Question

An electric dipole placed in a uniform electric field of magnitude 2 N/C, experiences a maximum torque of magnitude 5 x 10-3 Nm. If the charges of the dipole have a magnitude of 2 mC, then the length of the dipole is​

Answer 1

Given:

An electric dipole placed in a uniform electric field of magnitude 2 N/C, experiences a maximum torque of magnitude 5 x 10-3 Nm.
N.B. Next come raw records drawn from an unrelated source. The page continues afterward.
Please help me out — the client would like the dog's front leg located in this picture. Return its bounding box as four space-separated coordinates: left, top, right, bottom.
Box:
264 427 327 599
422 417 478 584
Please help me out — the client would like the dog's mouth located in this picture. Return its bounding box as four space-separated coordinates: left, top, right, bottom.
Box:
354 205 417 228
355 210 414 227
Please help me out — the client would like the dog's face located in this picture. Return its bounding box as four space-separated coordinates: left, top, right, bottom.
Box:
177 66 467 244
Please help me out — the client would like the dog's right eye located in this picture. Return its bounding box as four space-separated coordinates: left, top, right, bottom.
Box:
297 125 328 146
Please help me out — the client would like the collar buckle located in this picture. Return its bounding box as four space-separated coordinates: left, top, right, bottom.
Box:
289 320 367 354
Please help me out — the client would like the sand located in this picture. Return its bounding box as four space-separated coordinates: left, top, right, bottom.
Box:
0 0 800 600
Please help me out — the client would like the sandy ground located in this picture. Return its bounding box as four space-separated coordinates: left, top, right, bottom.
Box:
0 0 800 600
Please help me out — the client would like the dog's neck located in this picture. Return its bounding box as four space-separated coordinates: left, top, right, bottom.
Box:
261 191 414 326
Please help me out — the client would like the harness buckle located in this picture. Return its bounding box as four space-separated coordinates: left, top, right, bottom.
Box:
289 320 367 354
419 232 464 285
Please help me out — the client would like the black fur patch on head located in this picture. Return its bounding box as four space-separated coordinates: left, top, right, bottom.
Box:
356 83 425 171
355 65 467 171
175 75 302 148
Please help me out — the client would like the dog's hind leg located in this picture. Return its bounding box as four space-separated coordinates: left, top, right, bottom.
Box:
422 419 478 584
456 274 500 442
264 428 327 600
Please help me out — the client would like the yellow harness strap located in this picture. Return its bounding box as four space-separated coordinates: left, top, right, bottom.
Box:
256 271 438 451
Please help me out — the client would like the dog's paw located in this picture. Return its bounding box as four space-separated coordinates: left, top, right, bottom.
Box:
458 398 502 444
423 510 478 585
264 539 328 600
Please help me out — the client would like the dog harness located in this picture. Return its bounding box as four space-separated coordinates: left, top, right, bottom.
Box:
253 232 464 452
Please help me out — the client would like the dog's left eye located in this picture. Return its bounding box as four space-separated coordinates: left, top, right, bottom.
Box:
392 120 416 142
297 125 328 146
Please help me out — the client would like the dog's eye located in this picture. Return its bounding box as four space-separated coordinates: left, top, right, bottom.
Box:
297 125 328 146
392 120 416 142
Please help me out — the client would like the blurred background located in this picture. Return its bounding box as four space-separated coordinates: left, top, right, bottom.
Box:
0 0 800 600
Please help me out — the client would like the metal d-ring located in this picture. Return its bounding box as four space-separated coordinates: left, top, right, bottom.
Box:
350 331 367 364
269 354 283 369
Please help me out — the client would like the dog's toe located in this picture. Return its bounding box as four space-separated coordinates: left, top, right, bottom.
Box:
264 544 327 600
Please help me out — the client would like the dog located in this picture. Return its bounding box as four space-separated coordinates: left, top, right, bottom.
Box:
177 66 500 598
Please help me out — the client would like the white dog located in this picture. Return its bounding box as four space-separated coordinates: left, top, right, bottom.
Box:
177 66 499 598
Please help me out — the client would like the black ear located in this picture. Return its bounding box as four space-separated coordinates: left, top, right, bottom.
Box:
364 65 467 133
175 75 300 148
Magnitude of charge is 2 mC.

To find:

Length of dipole ?

Calculation:

• We know that torque experienced is maximum when angle between field vector and dipole is 90°.

$\tau = P \times E \times \sin( {90}^{ \circ} )$

• Putting values in SI UNITS:

$\implies 5 \times {10}^{ - 3} = (q \times l) \times 2$

$\implies 5 \times {10}^{ - 3} = (2 \times {10}^{ - 3} \times l) \times 2$

$\implies l = 1.25 \: metres$

So, length of dipole is 1.25 metres.

Answer 2

Given:-

An electric dipole place in a uniform electric field of magnitude 2N/C , which is experiences a maximum torque of magnitude 5*10^-3 Nm. And the charges of the dipole are 2mC.

To Find:-

The Length of the dipole

Solution:-

As we know the formula of the torque(τ) i.e.

                τ = P*E*Sinθ , And we know that   P = q*l

• Where 'P' is the electric dipole , 'E' is the electric field , 'q' is the charge and 'l' is the length b/w the two charges.

• So, the final equation becomes =>   τ = (q*l)*E*Sinθ
• Since here it is given the maximum torque it means that the angle'θ' should be of 90°.
• All values should be written as per the S.I unit of system so convert 2mC into C that will be 2*10^-3C.

Now put all the values we get;

(5*10^-3 Nm) =(2*10^-3 C *l)*2N/C*Sin90°  

=> l = 5*10^-3 / 2*1*2*10^-3            {∴ Sin90°=1}

=> l=  1.25m

The Length(l) of the dipole is 1.25m.